Columbia Pictures may be said to have been born there, since it was in an office at 1600 Broadway that Harry Cohn, Joseph Brandt and Jack Cohn formed the C.B.C. Film Sales Company in 1920. Four years later, tired of the nickname "Corned Beef and Cabbage," they renamed the company Columbia. The building also housed the National Screen Service Corporation, suppliers of movie posters and other promotional materials.

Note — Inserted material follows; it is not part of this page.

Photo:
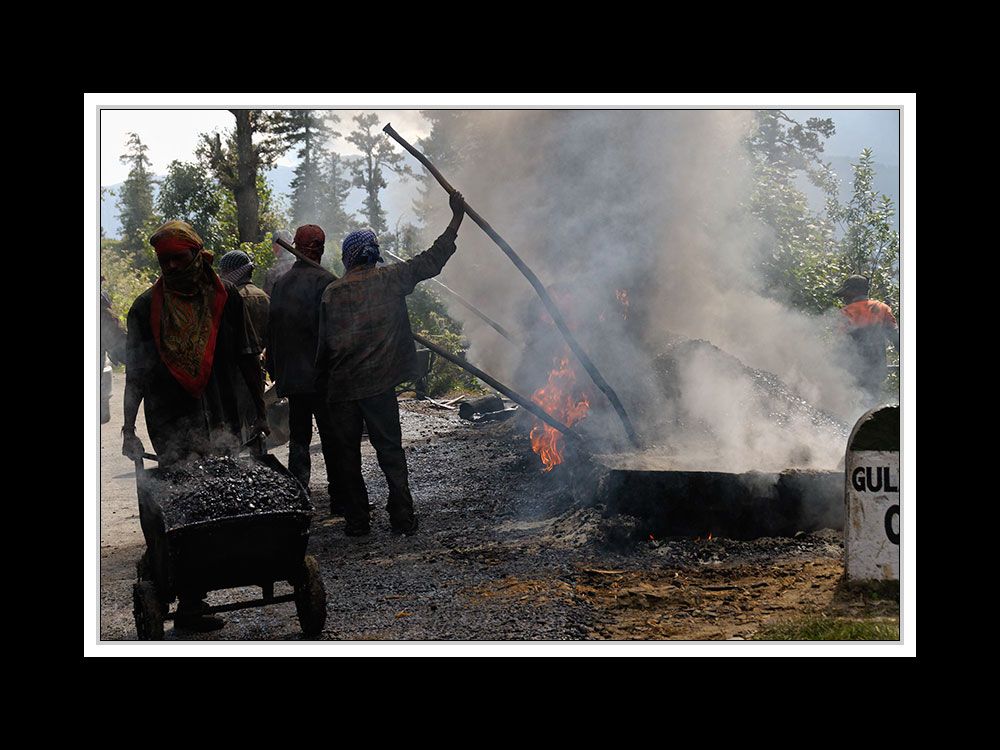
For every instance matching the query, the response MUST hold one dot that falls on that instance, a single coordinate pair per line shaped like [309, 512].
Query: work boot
[193, 615]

Max Fleischer moved his animation studio there December 1st, 1923. For 15 years the studio produced it's cartoon masterpieces - Koko The Clown, Bouncing Ball "Screen Songs", Talkartoons, Betty Boop, Grampy, Bimbo, Color Classics and of course, Popeye - in this building. 1600 Broadway is directly across the the street from 729 Seventh Avenue which, in the 1930s, was the home of rival Van Beuren Cartoon Studios. According to the Times:
Sherwood Equities, the owner of the property and the developer of the Renaissance hotel, has applied to the city's Buildings Department to construct a 25-story, 136-unit apartment tower at 1600 Broadway. Jeffrey Katz, the chief executive of Sherwood, said that he had seriously explored renovating the 102-year-old structure but that doing so would not be feasible. "It's drastically out of place at this time," Mr. Katz said. Sherwood purchased the building in 1986 from the Robbins family, which controlled National Screen Service. "We took it over it at a low point, when Times Square was the old Times Square," Mr. Katz said. "When we bought it, we knew we wouldn't develop it for a long time." But that time has come.

In recent years the building, ironically, housed a Popeye's Fried Chicken outlet at it's ground floor storefront. Meanwhile in Miami, the Fleischer's Florida studio building is still intact.